マヒロ

ハンナとその姉妹のマヒロのレビュー・感想・評価

ハンナとその姉妹(1986年製作の映画)
3.0
舞台女優のハンナ(ミア・ファロー)は、芝居が評価されるなど順風満帆なキャリアを築いていた。しかし、夫のエリオット(マイケル・ケイン)がハンナの妹であるリー(バーバラ・ハーシー)に横恋慕しこっそり不倫関係になったり、同じく女優として活動するが上手くいかない妹のホリー(ダイアン・ウィースト)は恋人を友人に奪われたりと、トラブルが起き始める……というお話。

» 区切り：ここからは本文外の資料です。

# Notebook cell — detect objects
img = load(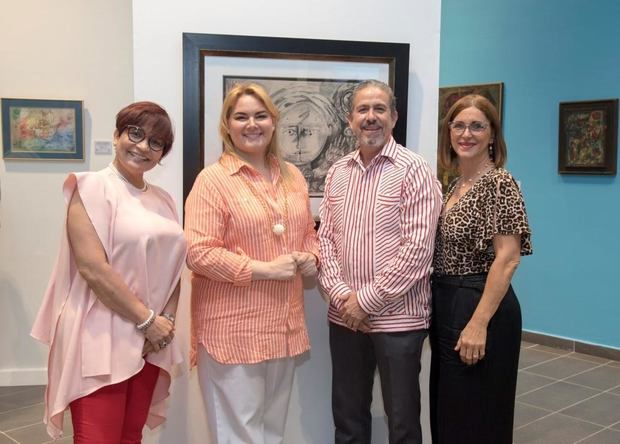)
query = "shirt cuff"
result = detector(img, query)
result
[329,282,353,303]
[357,285,385,315]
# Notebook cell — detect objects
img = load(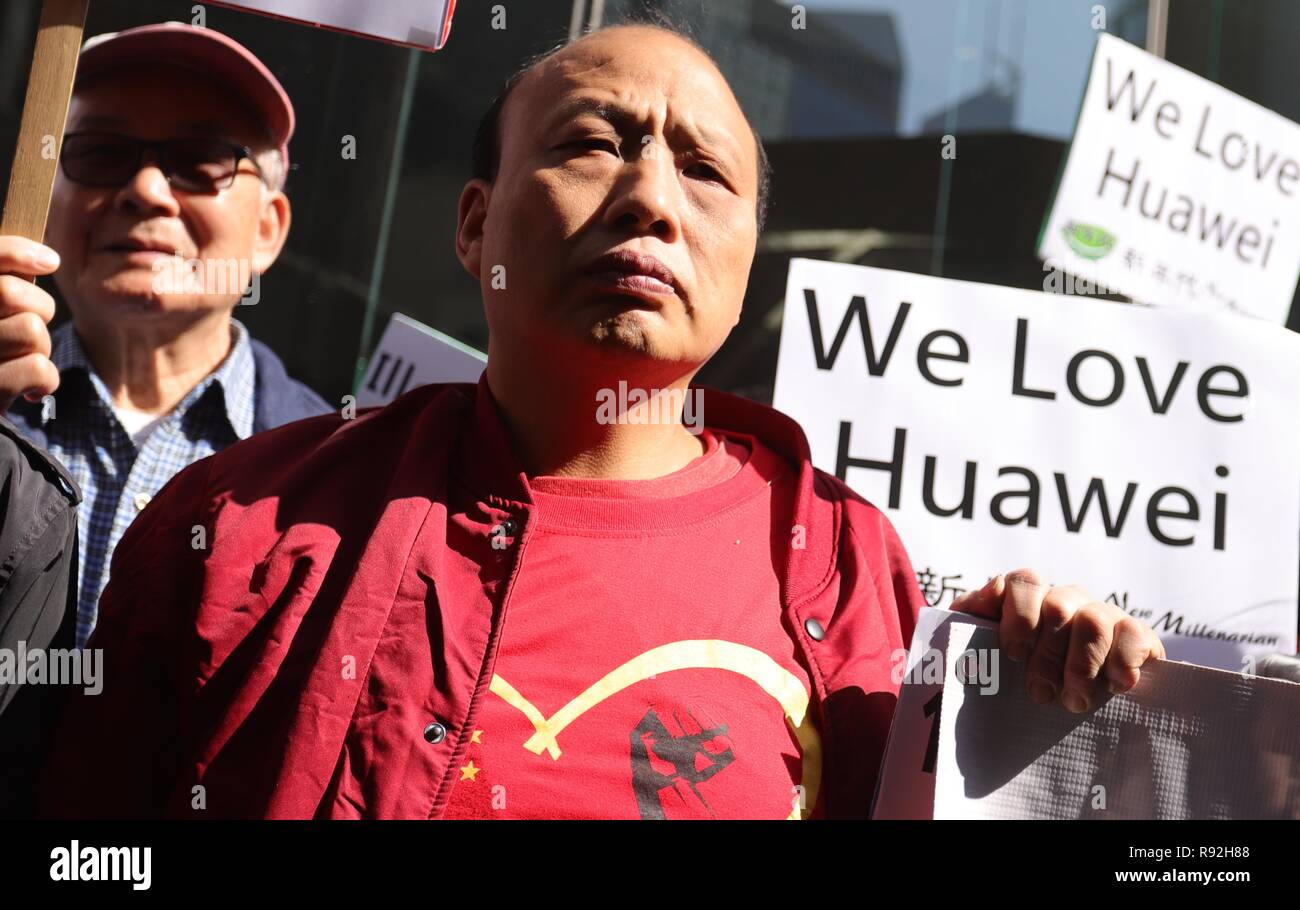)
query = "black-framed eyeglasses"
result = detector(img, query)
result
[59,133,268,192]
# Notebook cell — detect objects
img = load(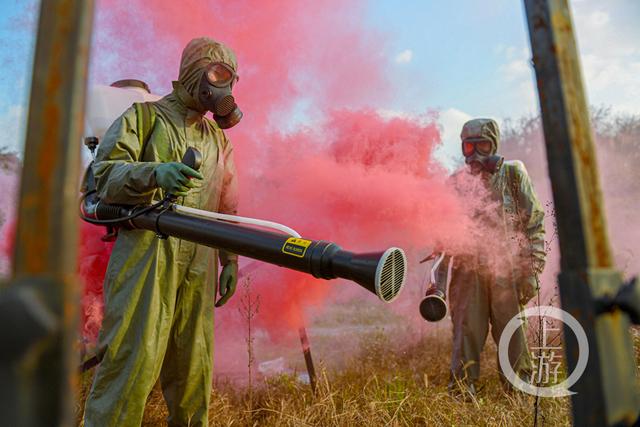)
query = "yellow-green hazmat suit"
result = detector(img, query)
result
[84,38,238,427]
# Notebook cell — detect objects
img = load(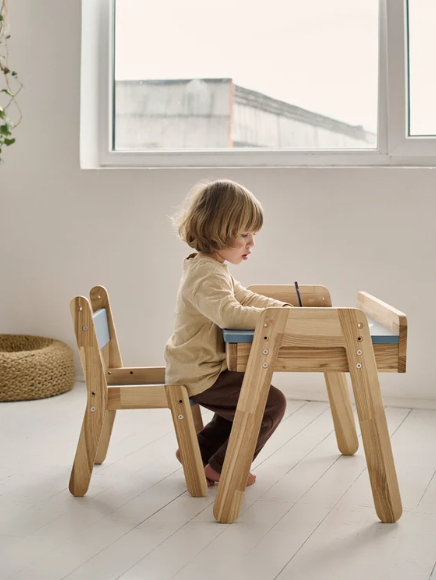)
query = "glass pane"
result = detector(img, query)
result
[407,0,436,137]
[114,0,378,151]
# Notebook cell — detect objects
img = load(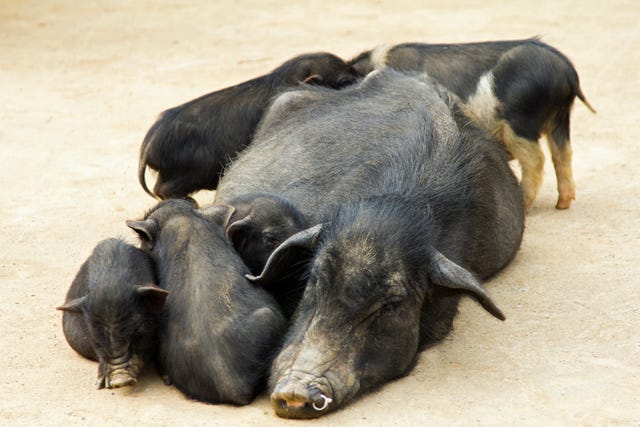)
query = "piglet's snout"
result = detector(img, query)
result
[271,383,333,418]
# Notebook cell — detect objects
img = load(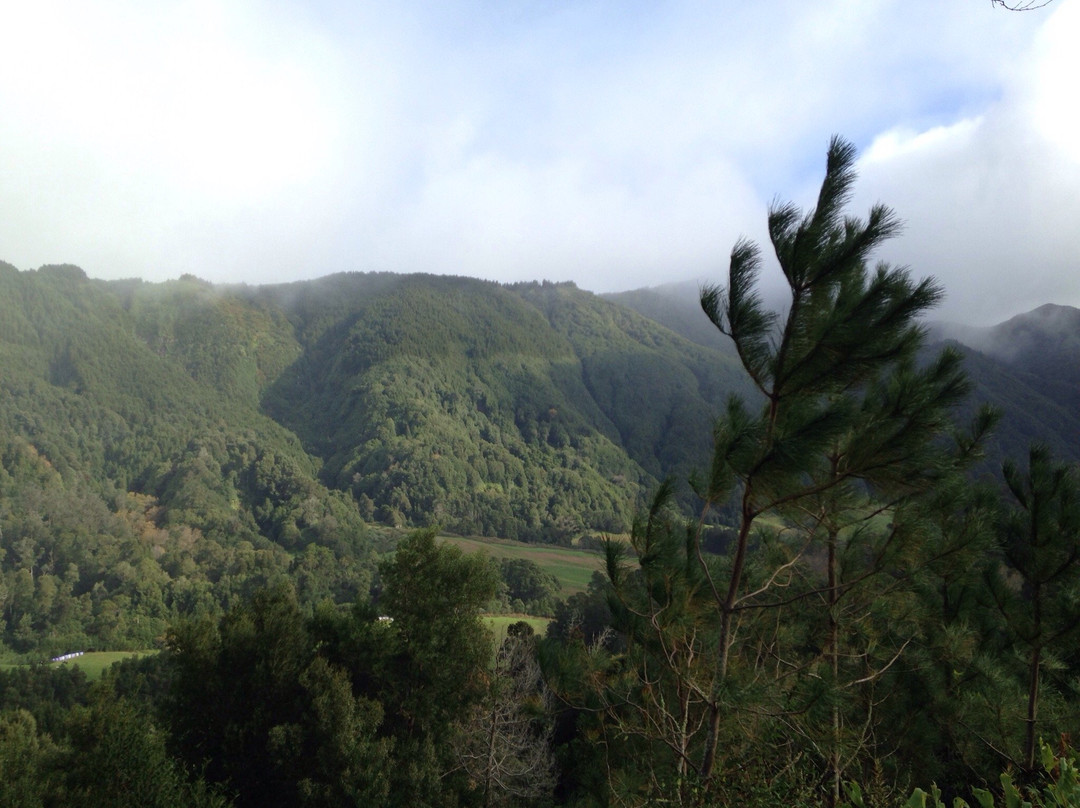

いかにもウディ・アレンっぽい、都会で巻き起こるグズグスの人間模様を面白おかしく描いたコメディ。アレン自身もハンナの元夫として出演しており、異様な心配性で自分が大病を患っているのではないかと思い病院を受け回る変人を演じている。今作ではあくまで脇役だが、最後の最後には何だかんだ良い思いする役回りなのが小憎らしい。

話を一番掻き回すのはマイケル・ケイン演じるエリオットで、よりにもよって妻の妹に手を出したと思ったらウジウジとそのことを悩んだりする情けない男。マイケル・ケインは後年のイメージから紳士的なイメージが強かったけど、この辺りの時代の作品では嫌な奴を演じていることが多くて、それが結構ハマっているのが意外。マックス・フォン・シドーもリーの夫の頑固な芸術家を演じており、出てくる男が軒並み神経質な感じなのはそれぞれがアレン監督の分身ってことなのかなと思った。

身内同士の不倫だったりと、泥沼になりそうな展開を見せつつもそこは軽快に躱していく作劇は良かったが、そのシニカルさが鼻につくところもちょっとある。色々観てきたが、一部を除いてウディ・アレン作品はイマイチ相性が良くないのかも……。